“Polytechnics were very important in the society and the issue of strike cannot be ignored.”
The new Minister of Education, Ibrahim Shekarau, on Thursday met with the leadership of the Academic Staff Union of Polytechnics, ASUP.
The polytechnic lecturers embarked on a strike on October 4, 2013 demanding for proper funding of polytechnics and an end to the discrimination of polytechnic graduates in the labour market, amongst other.
On Thursday, the president of ASUP, Chibuzor Asomugha, congratulated the new Minster on his appointment.
Mr. Asomugha, on behalf of the union, expressed its disappointment, having to welcome the new Minster into office while polytechnics were on strike.
“You have been part of education, a teacher at some point in time, and you were also addressed as a Chief Lecturer, which is also something related to polytechnics; so we know you have sympathy for our sector. We are happy that you are here and we say, “Congratulations and welcome.””
Mr, Asomugha told the minster that ASUP’s demands were the need for a constitution of the Governing Councils of Federal Polytechnics, the migration of the lower cadres on the CONTISS 15 salary scale, the release of the White Paper on the Visitations to Federal Polytechnics, and the need for the commencement of the Needs Assessment of Nigerian Polytechnics amongst others.
Mr Shekarau in return expressed his gratitude to the union, stating that he would have loved to be welcomed on a very happy note. He noted that polytechnics were very important in the society and therefore the issue of strike could not be ignored.
“Let me begin by expressing my sincere thanks to the leadership of ASUP. As you rightly said I would have loved to be welcomed on a very happy note with a lot of celebrations eating and dancing. Nevertheless, it’s a very important issue that has been lingering. I have always refered to our polytechnics as an engine room of our technological growth and development. We cannot afford to ignore the polytechnics,” the minister said.
He pleaded with the union for time to assess its demands as he had just resumed.
He noted that every sector in Nigeria had problems, not just Education, and therefore called on Nigerians to be concerned about the affairs of the country.
Mr. Shekarau explained that he had taken to heart the demands of the union and assured that everything possible within his reach would be done to see that the strike was called off.
He pleaded with the union to call off the strike while the government saw to its demands.
Mr.

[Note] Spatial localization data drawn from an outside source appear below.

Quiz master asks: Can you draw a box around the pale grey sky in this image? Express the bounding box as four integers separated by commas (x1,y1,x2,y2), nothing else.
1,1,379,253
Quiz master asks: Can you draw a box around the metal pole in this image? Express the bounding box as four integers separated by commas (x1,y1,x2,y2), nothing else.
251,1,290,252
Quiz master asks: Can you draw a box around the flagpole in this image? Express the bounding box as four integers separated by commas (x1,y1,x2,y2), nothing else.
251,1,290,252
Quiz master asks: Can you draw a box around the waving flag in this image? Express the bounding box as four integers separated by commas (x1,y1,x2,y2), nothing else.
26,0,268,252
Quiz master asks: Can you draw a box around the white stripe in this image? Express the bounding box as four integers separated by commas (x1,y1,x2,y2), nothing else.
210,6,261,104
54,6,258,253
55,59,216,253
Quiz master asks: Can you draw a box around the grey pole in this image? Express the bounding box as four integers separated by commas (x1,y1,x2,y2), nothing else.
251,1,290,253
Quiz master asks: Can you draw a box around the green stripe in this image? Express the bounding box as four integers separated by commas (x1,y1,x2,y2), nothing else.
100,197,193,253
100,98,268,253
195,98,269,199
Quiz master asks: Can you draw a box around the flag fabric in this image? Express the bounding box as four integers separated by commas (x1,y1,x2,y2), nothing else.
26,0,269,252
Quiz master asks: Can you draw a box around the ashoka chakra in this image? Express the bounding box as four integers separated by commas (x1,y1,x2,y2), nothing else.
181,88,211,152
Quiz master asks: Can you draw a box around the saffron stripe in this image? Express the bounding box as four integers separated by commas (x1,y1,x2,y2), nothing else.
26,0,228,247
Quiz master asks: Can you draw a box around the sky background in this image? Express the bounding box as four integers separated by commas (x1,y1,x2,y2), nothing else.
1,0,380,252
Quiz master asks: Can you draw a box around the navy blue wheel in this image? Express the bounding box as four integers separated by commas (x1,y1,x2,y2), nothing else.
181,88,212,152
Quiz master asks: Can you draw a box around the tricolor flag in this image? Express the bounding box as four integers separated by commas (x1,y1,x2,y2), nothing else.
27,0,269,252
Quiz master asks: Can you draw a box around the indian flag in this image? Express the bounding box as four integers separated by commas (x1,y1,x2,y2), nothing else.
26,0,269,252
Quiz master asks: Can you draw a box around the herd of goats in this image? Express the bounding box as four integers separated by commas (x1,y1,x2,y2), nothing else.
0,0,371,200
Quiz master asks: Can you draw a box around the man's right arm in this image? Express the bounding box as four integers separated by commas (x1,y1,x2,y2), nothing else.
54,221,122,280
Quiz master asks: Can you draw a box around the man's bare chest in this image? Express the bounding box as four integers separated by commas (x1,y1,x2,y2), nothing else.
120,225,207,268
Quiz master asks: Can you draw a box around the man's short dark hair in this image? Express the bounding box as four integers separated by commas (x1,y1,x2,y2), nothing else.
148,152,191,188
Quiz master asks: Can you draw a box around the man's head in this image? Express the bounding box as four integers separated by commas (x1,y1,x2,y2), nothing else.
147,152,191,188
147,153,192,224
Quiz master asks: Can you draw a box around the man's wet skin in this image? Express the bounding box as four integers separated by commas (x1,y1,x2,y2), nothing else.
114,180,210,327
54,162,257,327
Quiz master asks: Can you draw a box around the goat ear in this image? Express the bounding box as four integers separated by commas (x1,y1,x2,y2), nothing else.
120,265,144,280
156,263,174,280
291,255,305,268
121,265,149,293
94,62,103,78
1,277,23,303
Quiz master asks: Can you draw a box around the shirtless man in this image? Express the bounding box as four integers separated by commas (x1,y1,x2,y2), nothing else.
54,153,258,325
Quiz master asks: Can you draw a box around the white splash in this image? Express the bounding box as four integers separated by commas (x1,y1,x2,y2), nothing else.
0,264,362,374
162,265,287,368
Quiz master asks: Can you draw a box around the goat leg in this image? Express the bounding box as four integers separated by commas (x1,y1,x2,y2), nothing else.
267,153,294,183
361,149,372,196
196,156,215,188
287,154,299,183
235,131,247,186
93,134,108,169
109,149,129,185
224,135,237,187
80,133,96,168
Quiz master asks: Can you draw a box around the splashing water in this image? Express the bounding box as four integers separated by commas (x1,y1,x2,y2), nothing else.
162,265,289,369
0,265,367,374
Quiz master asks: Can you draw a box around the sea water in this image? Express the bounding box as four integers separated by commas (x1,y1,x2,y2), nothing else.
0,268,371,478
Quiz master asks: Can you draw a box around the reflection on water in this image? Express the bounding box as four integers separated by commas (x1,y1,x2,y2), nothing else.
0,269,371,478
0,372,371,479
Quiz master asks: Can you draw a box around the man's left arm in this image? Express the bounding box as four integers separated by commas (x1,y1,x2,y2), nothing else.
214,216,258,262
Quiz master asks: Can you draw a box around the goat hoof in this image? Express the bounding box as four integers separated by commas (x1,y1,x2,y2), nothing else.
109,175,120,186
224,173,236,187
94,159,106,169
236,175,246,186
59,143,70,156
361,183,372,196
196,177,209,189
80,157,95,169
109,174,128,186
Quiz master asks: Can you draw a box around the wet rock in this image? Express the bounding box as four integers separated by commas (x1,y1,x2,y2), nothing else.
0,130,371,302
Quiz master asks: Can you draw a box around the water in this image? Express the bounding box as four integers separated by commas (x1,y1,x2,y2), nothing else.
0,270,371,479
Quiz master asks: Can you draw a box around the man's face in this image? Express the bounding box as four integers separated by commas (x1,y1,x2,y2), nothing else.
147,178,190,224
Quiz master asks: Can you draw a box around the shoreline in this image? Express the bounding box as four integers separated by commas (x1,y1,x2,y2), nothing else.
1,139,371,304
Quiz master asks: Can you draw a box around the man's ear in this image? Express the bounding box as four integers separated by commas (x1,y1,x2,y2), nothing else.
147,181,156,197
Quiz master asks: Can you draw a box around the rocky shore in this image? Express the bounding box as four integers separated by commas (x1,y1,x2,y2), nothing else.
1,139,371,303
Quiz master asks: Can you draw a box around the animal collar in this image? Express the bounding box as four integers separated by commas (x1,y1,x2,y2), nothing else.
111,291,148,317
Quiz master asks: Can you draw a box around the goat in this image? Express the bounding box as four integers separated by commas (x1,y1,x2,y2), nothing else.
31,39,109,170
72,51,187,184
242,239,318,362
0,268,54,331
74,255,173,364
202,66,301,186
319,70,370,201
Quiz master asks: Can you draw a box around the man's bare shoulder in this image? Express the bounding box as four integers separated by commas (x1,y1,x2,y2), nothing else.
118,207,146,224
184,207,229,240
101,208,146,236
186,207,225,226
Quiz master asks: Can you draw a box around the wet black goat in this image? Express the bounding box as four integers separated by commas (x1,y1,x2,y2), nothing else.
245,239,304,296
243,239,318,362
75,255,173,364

Asomugha told journalists that the union was seeking for time from the government to see how the issues would be resolved. He said the union had gone beyond negotiations. He added that the fate of the strike would be decided by its National Executive Council, NEC, after the message of the Minster has been delivered to them.
“Our demands are not really complicated. We are asking is for Government to make a commitment, an assurance to us. There are issues on ground already and we not negotiating any more. We have reached an understanding on this issues so let’s government give us concrete timetable about how this issues will be resolved,” he said.
The union’s National Publicity Secretary, Clement Chirman, told PREMIUM TIMES that the union was satisfied with the outcome of meeting.
“Honestly you can see maturity and you can see someone that has the desire to come into this problem and ensure it is solved. We are happy at the outcome of today’s meeting and we have a lot of confidence in him. We believe that very soon this matter will be resolved, and we are going to meet the NEC to reveal what has happened here today,” he said.
Mr. Shekarau, a former Kano State governor, was sworn-in as minister by President Goodluck Jonathan on Wednesday.